Every available jury consultant was in the courtroom during Ueuker's testimony. Disgusting little rodents were one thing, but rabbits and beagles could be cuddly pets. Ueuker's next study involved a similar plastering of tar on rabbits, with virtually the same results. His last test involved thirty beagles which he taught to smoke through tubes in their tracheas. The heavy smokers worked their way up to nine cigarettes a day; the equivalent of about forty cigarettes for a 150-pound man. In these dogs, serious lung damage in the form of invasive tumors was detected after 875 consecutive days of smoking. Ueuker used dogs because they exhibit the same reaction to cigarette smoking as do humans.

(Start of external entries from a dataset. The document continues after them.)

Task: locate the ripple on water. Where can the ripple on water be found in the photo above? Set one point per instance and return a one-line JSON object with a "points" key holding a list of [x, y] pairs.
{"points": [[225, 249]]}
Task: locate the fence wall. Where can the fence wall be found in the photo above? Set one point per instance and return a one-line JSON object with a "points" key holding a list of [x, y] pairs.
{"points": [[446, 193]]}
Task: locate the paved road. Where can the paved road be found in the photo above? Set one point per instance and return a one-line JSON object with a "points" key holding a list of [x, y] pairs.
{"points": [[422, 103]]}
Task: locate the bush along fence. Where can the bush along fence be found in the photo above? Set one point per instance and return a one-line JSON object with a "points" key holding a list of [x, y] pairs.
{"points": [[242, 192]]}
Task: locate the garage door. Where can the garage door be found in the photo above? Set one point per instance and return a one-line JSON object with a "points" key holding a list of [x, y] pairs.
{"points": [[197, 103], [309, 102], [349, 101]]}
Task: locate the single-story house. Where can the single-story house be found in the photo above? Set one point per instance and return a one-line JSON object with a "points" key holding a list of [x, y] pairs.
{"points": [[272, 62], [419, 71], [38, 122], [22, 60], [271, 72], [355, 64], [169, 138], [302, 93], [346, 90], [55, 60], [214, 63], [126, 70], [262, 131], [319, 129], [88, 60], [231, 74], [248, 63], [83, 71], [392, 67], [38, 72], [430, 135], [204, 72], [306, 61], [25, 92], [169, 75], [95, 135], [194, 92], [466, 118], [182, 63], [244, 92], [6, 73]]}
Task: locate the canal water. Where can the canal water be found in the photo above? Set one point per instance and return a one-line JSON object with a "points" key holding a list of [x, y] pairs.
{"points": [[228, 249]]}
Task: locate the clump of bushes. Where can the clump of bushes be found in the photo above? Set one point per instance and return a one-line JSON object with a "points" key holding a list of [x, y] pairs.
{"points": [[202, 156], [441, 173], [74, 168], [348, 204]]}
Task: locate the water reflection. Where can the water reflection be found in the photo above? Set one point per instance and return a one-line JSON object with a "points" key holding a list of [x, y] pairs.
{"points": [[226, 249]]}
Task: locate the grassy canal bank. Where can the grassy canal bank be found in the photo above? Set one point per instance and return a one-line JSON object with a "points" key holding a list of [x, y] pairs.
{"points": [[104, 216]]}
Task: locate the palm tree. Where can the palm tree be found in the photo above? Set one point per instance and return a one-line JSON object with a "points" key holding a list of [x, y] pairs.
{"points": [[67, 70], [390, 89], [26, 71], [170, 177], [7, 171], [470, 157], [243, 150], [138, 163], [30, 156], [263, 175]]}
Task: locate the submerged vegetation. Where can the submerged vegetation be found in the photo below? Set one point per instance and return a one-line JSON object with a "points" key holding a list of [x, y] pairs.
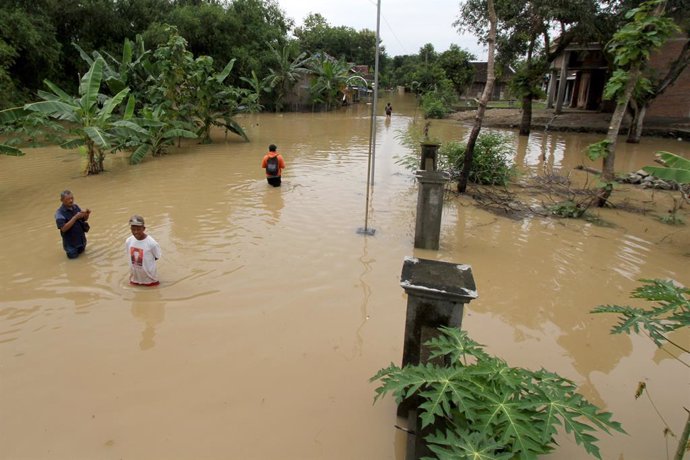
{"points": [[670, 314], [479, 407]]}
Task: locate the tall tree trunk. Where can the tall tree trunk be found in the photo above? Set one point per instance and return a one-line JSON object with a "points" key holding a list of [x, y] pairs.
{"points": [[93, 166], [488, 89], [526, 121], [615, 125]]}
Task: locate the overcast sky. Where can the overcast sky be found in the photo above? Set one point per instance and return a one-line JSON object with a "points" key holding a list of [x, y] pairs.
{"points": [[406, 25]]}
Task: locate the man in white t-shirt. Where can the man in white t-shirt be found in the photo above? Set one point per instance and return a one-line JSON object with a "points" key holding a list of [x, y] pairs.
{"points": [[143, 252]]}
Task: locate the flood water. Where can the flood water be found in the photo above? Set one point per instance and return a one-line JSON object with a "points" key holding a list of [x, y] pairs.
{"points": [[273, 312]]}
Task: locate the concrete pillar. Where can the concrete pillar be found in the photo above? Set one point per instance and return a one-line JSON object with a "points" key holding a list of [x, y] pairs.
{"points": [[552, 90], [562, 82], [429, 198], [429, 209], [436, 294]]}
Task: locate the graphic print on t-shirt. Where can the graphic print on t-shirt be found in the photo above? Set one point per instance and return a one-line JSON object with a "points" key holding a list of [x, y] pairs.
{"points": [[137, 256]]}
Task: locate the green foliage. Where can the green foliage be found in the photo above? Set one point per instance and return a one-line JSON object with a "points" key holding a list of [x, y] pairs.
{"points": [[286, 71], [483, 408], [672, 218], [89, 115], [456, 64], [672, 311], [434, 106], [329, 79], [598, 150], [343, 43], [568, 209], [645, 31], [150, 133], [528, 79], [676, 168], [491, 164]]}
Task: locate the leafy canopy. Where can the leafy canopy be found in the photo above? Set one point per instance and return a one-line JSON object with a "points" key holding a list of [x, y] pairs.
{"points": [[671, 313]]}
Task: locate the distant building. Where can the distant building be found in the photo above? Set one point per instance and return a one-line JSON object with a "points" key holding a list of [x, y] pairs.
{"points": [[585, 71], [500, 84]]}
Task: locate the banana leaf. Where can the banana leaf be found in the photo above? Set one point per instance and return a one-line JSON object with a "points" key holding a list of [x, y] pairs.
{"points": [[59, 92], [138, 155], [176, 132], [55, 109], [72, 143], [90, 84], [12, 115], [11, 151], [97, 136], [112, 103], [226, 71]]}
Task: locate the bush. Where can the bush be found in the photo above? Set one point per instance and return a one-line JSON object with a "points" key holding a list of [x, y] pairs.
{"points": [[491, 164], [433, 106]]}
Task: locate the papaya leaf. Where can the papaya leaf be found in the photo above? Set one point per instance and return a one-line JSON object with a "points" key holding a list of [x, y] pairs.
{"points": [[97, 136], [484, 408], [138, 155], [90, 84]]}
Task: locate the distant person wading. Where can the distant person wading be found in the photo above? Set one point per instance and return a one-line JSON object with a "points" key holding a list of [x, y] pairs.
{"points": [[274, 164]]}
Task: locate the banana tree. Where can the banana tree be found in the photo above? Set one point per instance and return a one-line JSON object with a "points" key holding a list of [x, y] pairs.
{"points": [[257, 88], [676, 168], [214, 102], [89, 117], [150, 133]]}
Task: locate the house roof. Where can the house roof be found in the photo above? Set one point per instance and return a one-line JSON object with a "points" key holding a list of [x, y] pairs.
{"points": [[480, 70]]}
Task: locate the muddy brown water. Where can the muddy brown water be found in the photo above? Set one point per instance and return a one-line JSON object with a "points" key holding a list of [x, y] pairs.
{"points": [[273, 312]]}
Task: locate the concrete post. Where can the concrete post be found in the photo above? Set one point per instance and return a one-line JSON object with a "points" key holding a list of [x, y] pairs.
{"points": [[436, 294], [552, 89], [428, 160], [562, 82], [429, 198], [429, 209]]}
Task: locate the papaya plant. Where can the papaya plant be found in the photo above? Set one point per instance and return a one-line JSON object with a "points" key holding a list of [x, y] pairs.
{"points": [[670, 314], [482, 408]]}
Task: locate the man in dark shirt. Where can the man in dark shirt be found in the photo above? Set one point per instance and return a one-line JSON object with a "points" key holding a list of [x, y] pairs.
{"points": [[71, 221]]}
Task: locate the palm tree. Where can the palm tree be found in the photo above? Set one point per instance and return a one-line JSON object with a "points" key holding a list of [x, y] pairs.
{"points": [[286, 74]]}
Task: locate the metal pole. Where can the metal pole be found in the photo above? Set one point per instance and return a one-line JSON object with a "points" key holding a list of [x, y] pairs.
{"points": [[372, 131]]}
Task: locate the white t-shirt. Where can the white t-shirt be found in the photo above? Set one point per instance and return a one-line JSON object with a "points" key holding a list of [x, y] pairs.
{"points": [[142, 257]]}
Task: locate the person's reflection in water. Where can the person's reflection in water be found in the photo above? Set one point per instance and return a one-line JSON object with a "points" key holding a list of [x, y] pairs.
{"points": [[150, 308], [273, 203]]}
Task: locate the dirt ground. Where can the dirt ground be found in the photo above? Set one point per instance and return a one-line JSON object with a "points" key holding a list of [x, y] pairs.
{"points": [[569, 120]]}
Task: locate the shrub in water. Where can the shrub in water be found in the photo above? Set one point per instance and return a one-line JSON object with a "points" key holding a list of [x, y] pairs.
{"points": [[491, 164]]}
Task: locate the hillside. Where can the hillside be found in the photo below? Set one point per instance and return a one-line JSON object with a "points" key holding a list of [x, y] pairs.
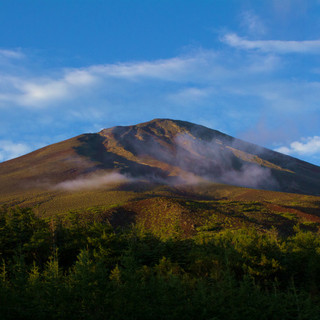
{"points": [[164, 151]]}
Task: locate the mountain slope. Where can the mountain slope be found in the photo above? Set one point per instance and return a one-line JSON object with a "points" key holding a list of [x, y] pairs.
{"points": [[164, 151]]}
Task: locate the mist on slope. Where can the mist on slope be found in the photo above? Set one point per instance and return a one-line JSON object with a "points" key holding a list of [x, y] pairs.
{"points": [[92, 182]]}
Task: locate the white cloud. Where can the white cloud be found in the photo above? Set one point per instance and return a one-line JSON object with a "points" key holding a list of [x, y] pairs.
{"points": [[10, 150], [306, 146], [10, 54], [92, 182], [253, 23], [275, 46]]}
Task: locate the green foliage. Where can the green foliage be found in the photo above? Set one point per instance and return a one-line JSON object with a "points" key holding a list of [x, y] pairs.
{"points": [[79, 267]]}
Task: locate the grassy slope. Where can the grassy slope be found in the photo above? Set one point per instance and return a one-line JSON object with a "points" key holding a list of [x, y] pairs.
{"points": [[181, 210]]}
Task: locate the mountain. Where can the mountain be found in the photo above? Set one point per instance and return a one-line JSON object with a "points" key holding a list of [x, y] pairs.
{"points": [[161, 151]]}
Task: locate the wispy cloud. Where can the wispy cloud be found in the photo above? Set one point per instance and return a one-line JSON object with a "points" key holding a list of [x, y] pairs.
{"points": [[305, 146], [10, 150], [11, 54], [92, 182], [275, 46], [253, 23]]}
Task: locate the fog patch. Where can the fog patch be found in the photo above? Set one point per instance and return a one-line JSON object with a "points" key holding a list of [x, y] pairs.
{"points": [[92, 182], [215, 161]]}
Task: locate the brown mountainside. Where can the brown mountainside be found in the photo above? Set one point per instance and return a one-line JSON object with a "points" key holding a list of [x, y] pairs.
{"points": [[165, 151]]}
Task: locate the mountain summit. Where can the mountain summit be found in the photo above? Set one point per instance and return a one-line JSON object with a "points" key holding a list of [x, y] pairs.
{"points": [[163, 151]]}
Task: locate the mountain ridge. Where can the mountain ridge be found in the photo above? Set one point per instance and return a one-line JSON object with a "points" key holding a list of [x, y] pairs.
{"points": [[163, 151]]}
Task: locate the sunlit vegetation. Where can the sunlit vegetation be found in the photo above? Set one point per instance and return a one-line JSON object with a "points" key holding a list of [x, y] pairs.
{"points": [[88, 265]]}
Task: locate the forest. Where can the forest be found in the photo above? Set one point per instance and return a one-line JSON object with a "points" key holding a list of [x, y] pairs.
{"points": [[78, 266]]}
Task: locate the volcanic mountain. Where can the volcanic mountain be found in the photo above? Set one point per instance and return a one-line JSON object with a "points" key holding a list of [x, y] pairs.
{"points": [[161, 151]]}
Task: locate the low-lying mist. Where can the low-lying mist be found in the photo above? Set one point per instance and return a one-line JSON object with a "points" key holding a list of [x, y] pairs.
{"points": [[94, 181]]}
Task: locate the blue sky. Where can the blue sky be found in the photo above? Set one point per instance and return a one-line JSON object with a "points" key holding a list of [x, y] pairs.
{"points": [[250, 69]]}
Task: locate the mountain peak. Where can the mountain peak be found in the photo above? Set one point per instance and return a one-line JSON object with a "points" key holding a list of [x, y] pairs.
{"points": [[164, 151]]}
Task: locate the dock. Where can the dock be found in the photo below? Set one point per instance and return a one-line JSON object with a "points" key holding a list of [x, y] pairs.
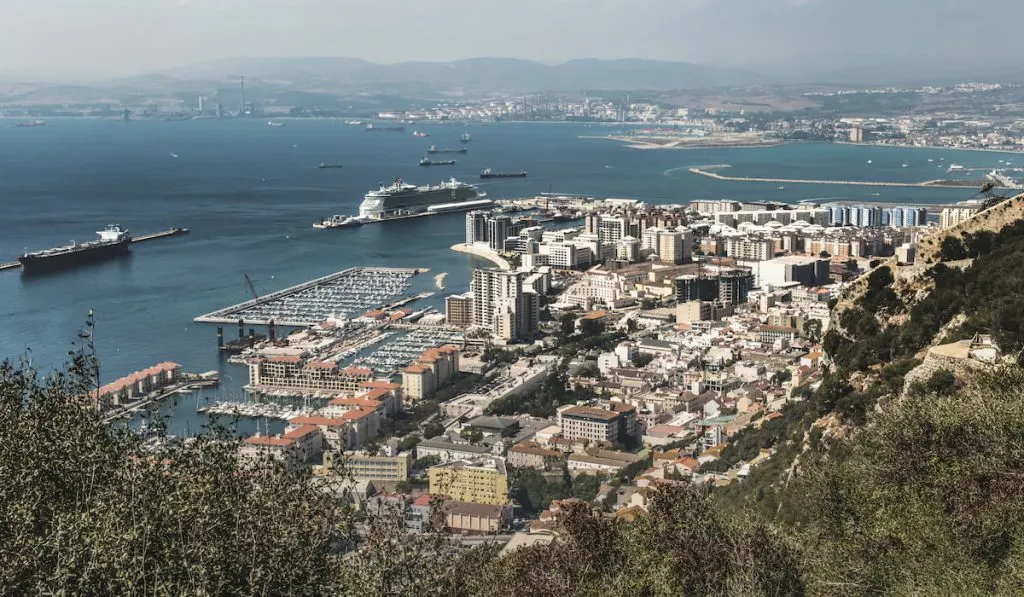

He would not, however, get to tell this jury about his rabbits and his beagles. An untrained amateur could look at Millie Dupree's face and tell she felt very sorry for the mice, and held a grudge against Ueuker for killing them. Sylvia Taylor-Tatum and Angel Weese also expressed overt signs of displeasure. Mrs. Gladys Card and Phillip Savelle emitted subtle evidence of disapproval. The other men were unmoved.
Rohr and company made the decision during lunch to forgo more testimony from James Ueuker.
Chapter Sixteen
Jumper, the courtroom deputy who took the note from Marlee thirteen days earlier and handed it to Fitch, was approached during lunch and offered five thousand dollars cash to call in sick with stomach cramps or diarrhea or some such affliction, and travel in plain clothes with Pang to New Orleans for a night of food, fun, perhaps a call girl if Jumper was so inclined. Pang needed only a few hours of light work from him. Jumper needed the money.
They left Biloxi around twelve-thirty in a rented van. By the time they arrived in New Orleans two hours later, Jumper had been convinced to temporarily retire his uniform and work for Arlington West Associates for a while. Pang offered him twenty-five thousand dollars for six months' work, nine thousand more than he was presently earning for an entire year.